I am now in San Diego, CA where I spent the holidays and
will reside here for a long minute. Coming here hasn’t been what I expected…I
knew that coming in; but then nothing on this journey has gone according to the
expected. God is doing a new thing and when He is doing a new thing you sometimes
feel like your life is not your own, and in a sense—it isn’t. As the psalmist
sang, “my life is not my own, to you I belong” (you know the rest). I am
relearning the old familiar with a new perspective.

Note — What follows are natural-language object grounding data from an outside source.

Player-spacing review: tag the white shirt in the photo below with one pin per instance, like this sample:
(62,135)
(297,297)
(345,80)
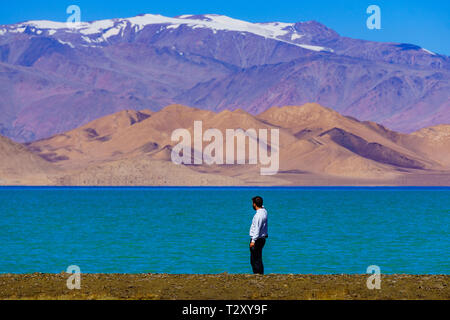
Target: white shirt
(258,228)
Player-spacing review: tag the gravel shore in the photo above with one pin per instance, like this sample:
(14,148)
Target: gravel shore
(223,287)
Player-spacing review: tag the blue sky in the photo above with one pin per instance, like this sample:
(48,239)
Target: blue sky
(425,23)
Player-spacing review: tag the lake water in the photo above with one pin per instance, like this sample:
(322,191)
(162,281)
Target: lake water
(205,230)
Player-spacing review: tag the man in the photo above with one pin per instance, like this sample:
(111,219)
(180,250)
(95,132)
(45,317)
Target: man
(258,235)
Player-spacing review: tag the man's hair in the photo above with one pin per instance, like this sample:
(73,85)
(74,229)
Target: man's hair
(257,201)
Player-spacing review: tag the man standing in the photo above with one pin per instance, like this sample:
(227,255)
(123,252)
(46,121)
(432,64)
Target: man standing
(258,234)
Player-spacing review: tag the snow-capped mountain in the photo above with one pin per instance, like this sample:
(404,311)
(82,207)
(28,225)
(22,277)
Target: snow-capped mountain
(56,76)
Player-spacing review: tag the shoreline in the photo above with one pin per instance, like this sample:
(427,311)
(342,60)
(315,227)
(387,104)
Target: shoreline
(40,286)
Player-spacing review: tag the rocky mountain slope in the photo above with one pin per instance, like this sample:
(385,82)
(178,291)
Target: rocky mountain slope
(54,78)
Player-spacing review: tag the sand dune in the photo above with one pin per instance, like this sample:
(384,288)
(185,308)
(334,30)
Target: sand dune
(20,166)
(134,148)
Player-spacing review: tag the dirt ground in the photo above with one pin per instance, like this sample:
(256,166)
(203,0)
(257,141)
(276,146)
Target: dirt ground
(223,287)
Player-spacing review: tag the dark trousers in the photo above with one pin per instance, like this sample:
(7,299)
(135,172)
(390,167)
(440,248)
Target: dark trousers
(256,256)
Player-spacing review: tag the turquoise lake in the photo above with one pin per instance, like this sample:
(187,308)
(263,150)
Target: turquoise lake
(205,230)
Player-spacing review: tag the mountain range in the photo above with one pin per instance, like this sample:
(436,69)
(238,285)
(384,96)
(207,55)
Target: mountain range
(318,146)
(55,78)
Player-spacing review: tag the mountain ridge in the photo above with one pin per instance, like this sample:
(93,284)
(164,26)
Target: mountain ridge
(55,79)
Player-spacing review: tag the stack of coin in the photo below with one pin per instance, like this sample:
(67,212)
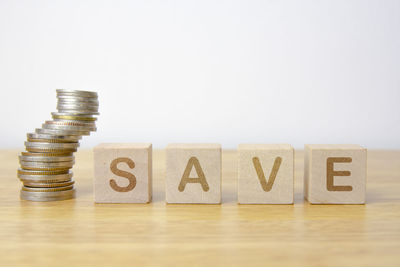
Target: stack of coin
(47,162)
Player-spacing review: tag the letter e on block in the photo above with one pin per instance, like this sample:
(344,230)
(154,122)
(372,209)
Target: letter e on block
(123,173)
(335,174)
(265,174)
(193,173)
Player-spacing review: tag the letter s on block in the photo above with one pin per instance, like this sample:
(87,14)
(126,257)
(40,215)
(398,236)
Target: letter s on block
(127,175)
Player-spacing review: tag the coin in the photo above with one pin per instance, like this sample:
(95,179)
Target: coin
(35,137)
(78,93)
(52,178)
(45,185)
(46,189)
(46,166)
(48,154)
(48,147)
(42,157)
(74,117)
(78,130)
(33,172)
(46,163)
(61,132)
(47,196)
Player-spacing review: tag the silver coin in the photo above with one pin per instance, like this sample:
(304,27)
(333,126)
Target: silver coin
(86,124)
(33,172)
(35,137)
(76,129)
(52,145)
(71,114)
(34,165)
(48,185)
(66,138)
(47,159)
(53,178)
(47,196)
(61,132)
(77,106)
(78,103)
(47,189)
(81,100)
(79,93)
(76,98)
(78,111)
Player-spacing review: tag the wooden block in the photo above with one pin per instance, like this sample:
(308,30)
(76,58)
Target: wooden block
(123,173)
(265,174)
(335,174)
(193,173)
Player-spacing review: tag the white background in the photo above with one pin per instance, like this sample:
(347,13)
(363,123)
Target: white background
(207,71)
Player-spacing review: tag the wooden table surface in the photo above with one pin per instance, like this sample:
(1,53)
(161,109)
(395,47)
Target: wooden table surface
(229,234)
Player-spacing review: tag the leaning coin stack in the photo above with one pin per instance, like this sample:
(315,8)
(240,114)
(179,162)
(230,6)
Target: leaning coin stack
(46,164)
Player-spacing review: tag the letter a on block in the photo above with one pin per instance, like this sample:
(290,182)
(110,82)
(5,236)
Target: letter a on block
(193,173)
(267,186)
(114,169)
(201,179)
(330,173)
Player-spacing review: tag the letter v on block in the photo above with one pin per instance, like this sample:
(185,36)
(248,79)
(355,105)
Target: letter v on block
(265,174)
(267,186)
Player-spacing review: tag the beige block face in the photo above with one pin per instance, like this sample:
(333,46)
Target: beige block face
(335,174)
(123,173)
(265,174)
(193,173)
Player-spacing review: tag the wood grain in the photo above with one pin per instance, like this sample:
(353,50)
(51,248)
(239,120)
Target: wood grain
(62,233)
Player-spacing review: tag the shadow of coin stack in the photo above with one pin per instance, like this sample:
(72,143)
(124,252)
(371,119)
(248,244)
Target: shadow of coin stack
(46,164)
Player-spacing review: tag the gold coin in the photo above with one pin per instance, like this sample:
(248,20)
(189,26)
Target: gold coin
(48,189)
(76,118)
(47,196)
(50,154)
(32,172)
(46,185)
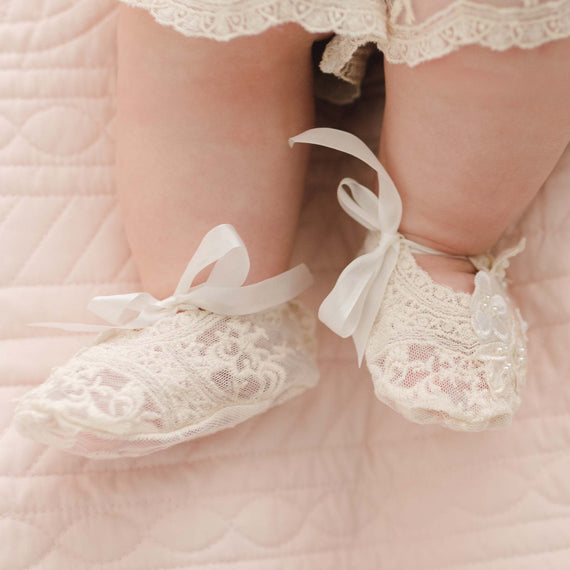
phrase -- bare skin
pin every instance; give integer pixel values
(469, 139)
(202, 135)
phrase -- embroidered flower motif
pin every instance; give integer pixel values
(501, 330)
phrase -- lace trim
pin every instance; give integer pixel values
(391, 27)
(466, 22)
(189, 374)
(439, 356)
(224, 22)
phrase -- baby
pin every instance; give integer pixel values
(203, 165)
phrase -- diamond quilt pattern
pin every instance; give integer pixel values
(331, 480)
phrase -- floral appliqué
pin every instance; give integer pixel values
(500, 326)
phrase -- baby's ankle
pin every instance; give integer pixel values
(459, 274)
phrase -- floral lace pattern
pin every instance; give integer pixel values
(133, 392)
(401, 29)
(440, 356)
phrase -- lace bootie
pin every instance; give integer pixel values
(205, 359)
(435, 355)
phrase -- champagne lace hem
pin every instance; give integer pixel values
(391, 25)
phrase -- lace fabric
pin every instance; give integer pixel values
(134, 392)
(406, 31)
(446, 357)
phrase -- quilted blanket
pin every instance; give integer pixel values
(332, 480)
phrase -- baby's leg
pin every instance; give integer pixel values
(469, 139)
(202, 131)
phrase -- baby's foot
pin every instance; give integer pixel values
(458, 274)
(438, 354)
(444, 344)
(190, 374)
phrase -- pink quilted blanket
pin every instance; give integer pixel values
(331, 480)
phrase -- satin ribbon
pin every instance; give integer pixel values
(351, 307)
(222, 293)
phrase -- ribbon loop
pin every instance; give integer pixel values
(351, 307)
(222, 293)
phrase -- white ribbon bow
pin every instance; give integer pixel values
(351, 307)
(222, 293)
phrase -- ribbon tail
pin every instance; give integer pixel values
(374, 302)
(253, 298)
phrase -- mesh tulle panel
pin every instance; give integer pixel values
(439, 356)
(191, 374)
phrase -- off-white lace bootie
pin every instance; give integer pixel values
(205, 359)
(435, 355)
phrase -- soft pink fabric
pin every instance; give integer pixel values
(331, 480)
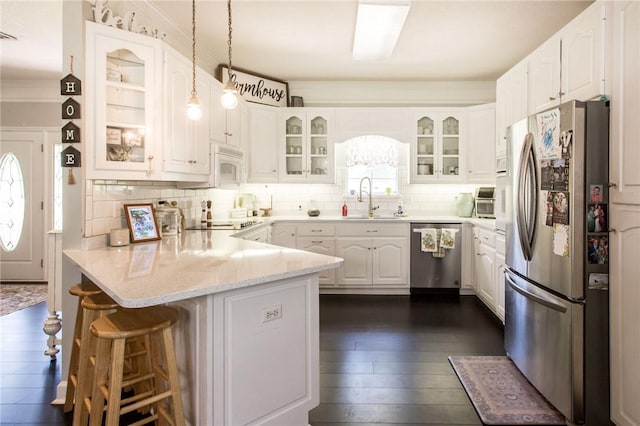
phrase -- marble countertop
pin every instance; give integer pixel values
(191, 264)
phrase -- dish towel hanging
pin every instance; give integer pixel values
(448, 238)
(429, 240)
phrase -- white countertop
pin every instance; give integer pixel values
(192, 264)
(485, 223)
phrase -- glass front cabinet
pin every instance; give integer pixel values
(306, 147)
(121, 104)
(437, 146)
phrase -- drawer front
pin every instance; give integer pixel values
(486, 236)
(314, 229)
(373, 229)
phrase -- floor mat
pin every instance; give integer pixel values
(14, 297)
(501, 394)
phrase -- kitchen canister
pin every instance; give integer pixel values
(464, 204)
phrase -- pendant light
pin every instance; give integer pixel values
(229, 100)
(194, 112)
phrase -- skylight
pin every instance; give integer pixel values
(377, 28)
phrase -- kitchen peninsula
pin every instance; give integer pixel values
(248, 339)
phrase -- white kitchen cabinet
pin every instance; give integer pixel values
(480, 144)
(263, 144)
(122, 86)
(624, 247)
(306, 146)
(283, 234)
(375, 255)
(485, 260)
(437, 145)
(393, 123)
(625, 105)
(571, 64)
(225, 125)
(583, 54)
(511, 105)
(544, 76)
(468, 276)
(624, 270)
(498, 275)
(322, 245)
(186, 142)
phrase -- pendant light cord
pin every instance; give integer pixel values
(193, 48)
(229, 40)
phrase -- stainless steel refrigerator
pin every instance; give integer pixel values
(556, 279)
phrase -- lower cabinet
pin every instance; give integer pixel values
(498, 275)
(376, 255)
(488, 269)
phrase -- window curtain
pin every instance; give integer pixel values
(371, 151)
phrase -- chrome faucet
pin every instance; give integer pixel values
(371, 208)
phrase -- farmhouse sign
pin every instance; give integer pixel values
(256, 88)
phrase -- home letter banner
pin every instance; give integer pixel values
(70, 86)
(256, 88)
(70, 109)
(70, 133)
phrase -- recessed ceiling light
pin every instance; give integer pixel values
(5, 36)
(377, 28)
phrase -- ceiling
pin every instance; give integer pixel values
(310, 40)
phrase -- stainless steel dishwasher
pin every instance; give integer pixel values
(438, 271)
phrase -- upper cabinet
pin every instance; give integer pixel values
(625, 104)
(263, 144)
(306, 146)
(437, 145)
(480, 144)
(123, 76)
(225, 123)
(571, 64)
(186, 142)
(511, 104)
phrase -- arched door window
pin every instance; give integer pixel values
(12, 202)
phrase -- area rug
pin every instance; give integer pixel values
(501, 394)
(14, 297)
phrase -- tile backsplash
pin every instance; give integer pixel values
(105, 200)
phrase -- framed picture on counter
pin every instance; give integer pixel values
(141, 221)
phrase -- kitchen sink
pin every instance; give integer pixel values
(376, 216)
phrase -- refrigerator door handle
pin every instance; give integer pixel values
(524, 197)
(532, 193)
(535, 297)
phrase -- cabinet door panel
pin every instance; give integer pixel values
(389, 261)
(625, 109)
(583, 56)
(356, 269)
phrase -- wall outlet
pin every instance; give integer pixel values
(272, 313)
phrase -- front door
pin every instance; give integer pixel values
(21, 197)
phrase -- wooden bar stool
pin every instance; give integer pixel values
(93, 307)
(158, 369)
(81, 291)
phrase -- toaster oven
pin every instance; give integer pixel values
(485, 202)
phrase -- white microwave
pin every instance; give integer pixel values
(227, 166)
(485, 202)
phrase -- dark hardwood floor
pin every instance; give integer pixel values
(383, 361)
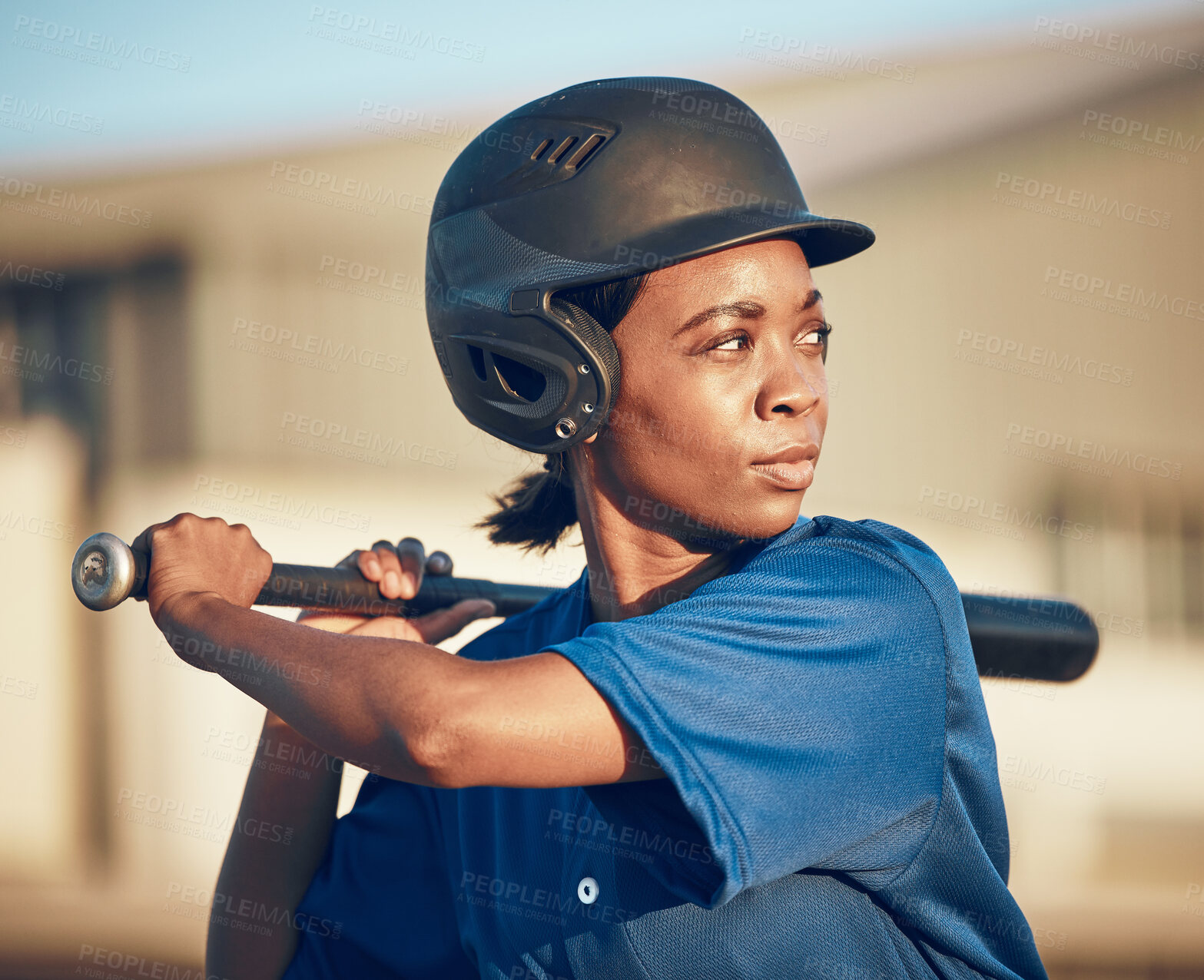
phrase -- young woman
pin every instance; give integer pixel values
(745, 743)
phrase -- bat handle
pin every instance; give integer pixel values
(106, 571)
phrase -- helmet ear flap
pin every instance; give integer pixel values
(599, 341)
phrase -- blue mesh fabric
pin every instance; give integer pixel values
(832, 807)
(482, 258)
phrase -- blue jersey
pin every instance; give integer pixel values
(831, 808)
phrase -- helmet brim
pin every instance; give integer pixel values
(824, 240)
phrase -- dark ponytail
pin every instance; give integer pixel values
(539, 509)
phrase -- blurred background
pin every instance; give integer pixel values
(212, 228)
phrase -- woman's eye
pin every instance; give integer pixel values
(817, 337)
(731, 343)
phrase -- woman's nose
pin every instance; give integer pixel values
(792, 386)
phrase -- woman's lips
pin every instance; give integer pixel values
(790, 475)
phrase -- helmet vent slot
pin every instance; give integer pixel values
(554, 157)
(478, 362)
(584, 151)
(519, 379)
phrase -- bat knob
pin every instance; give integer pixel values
(439, 564)
(105, 572)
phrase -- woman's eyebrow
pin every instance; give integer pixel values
(745, 310)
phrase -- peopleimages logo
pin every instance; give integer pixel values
(1049, 194)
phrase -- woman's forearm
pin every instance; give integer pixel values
(372, 701)
(284, 827)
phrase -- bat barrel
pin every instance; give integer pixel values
(1034, 638)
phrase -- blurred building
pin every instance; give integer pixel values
(1014, 379)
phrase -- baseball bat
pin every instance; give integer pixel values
(1012, 637)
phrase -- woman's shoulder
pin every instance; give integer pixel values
(859, 553)
(553, 619)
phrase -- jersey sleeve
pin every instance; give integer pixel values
(798, 710)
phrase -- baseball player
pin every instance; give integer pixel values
(745, 743)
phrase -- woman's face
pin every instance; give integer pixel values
(722, 400)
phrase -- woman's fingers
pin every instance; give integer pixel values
(413, 560)
(399, 570)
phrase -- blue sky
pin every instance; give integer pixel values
(223, 78)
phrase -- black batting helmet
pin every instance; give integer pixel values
(594, 182)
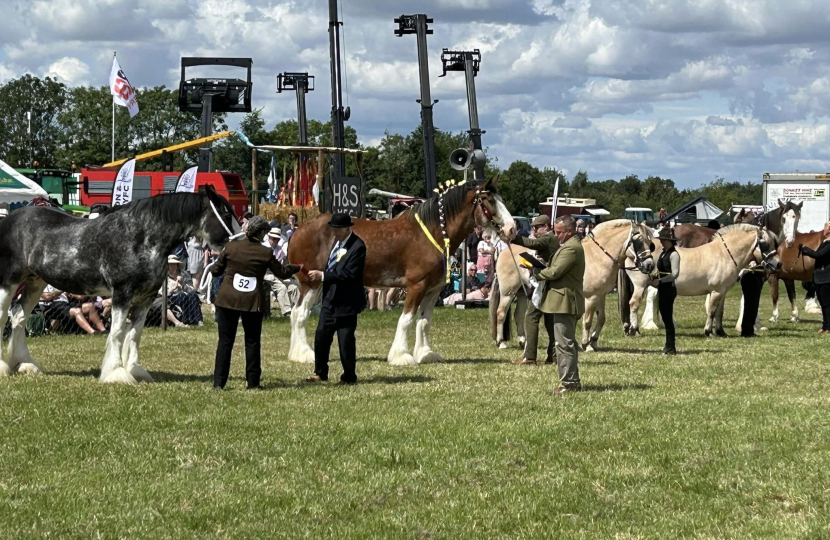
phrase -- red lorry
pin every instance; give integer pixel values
(96, 186)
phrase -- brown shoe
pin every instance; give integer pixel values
(524, 362)
(568, 389)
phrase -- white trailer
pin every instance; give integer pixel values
(810, 188)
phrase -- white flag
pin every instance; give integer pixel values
(122, 190)
(122, 91)
(187, 181)
(555, 200)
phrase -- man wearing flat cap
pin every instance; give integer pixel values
(343, 299)
(545, 243)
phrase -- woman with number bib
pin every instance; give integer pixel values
(241, 296)
(664, 278)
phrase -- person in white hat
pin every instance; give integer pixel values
(286, 291)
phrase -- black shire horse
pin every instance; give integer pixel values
(123, 253)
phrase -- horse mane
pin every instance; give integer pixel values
(454, 199)
(170, 207)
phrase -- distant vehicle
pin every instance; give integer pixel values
(96, 186)
(639, 214)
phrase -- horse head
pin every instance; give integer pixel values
(790, 216)
(219, 223)
(491, 213)
(640, 247)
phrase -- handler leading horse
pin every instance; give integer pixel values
(123, 253)
(409, 251)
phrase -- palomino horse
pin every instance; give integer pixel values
(607, 249)
(712, 269)
(123, 253)
(402, 252)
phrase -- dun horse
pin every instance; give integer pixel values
(123, 253)
(409, 251)
(609, 248)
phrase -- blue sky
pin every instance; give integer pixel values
(685, 89)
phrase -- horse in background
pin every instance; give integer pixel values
(122, 254)
(402, 252)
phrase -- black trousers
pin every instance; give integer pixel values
(823, 295)
(228, 322)
(751, 285)
(667, 294)
(323, 338)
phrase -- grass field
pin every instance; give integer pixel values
(730, 439)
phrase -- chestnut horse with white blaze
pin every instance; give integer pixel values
(408, 251)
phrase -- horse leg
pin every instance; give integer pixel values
(132, 342)
(422, 353)
(521, 311)
(5, 301)
(651, 319)
(113, 369)
(773, 292)
(19, 358)
(299, 350)
(587, 322)
(791, 295)
(399, 352)
(600, 322)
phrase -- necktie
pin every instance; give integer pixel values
(333, 256)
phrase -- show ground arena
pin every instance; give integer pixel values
(729, 439)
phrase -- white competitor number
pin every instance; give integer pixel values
(244, 283)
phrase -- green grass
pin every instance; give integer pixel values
(730, 439)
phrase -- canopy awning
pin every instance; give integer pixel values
(16, 188)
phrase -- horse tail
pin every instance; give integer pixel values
(495, 300)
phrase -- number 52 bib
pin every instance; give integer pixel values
(244, 283)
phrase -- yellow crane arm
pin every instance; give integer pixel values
(175, 148)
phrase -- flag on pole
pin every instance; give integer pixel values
(555, 200)
(187, 181)
(122, 190)
(121, 89)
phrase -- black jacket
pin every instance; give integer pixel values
(821, 275)
(343, 284)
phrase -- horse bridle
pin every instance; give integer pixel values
(640, 253)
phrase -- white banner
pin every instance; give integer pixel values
(121, 89)
(122, 190)
(555, 201)
(187, 181)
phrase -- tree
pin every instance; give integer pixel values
(45, 99)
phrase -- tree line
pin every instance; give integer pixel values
(72, 127)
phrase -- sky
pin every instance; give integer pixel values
(684, 89)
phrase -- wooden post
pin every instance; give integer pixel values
(254, 185)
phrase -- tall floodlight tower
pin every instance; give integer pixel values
(417, 24)
(338, 114)
(468, 62)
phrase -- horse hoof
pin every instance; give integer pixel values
(140, 374)
(401, 359)
(28, 368)
(431, 357)
(119, 376)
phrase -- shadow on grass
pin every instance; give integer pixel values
(614, 387)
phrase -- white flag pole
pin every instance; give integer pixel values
(113, 121)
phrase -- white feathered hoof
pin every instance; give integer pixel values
(429, 357)
(118, 376)
(28, 368)
(140, 374)
(401, 358)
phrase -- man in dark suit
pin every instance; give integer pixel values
(343, 299)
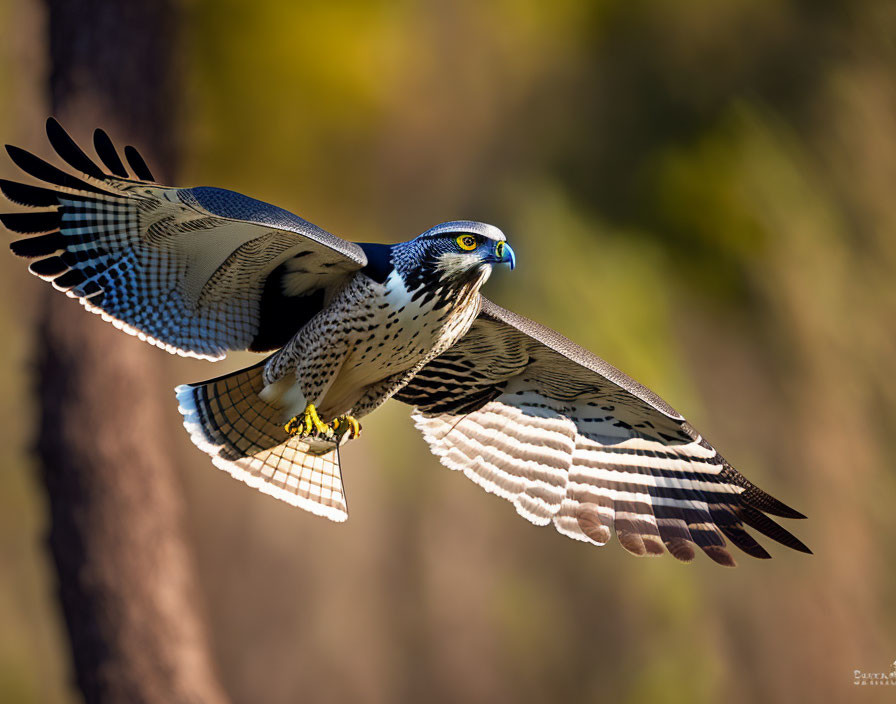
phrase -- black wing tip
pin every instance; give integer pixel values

As a longtime single I relished in my long moments of
uninterrupted solitude. Those moments were habitual attitudes I cherished. I am
now relearning to share my dwelling space, and that my quiet moments will be
shortened with the cares and joys of others in my life. To paraphrase Bishop
Dale Bronner— if you don’t break old habits nothing in the new year will change;
nothing is new for you until you get a new perspective. While I’m not seeking
to change spending time alone in His presence, I am seeking and asking the Father
to help me accept the change in how and where I spend that time with Him; and
embrace the new pathway to intimacy that is forthcoming with others in my
space.
The final destination of my journey is still yet to be
determined. To quote Bishop Bronner again, “you are not defined by where you
are, you are defined by who you are”. Where I am in the physical sense is
becoming irrelevant—the more important consideration is where I am in the
spirit. Spiritually I am in a good place. I like knowing whose I am no matter
where I am or who I’m with. Wherever my journey takes me, I will always travel
the pathway that leads to intimacy with the Father.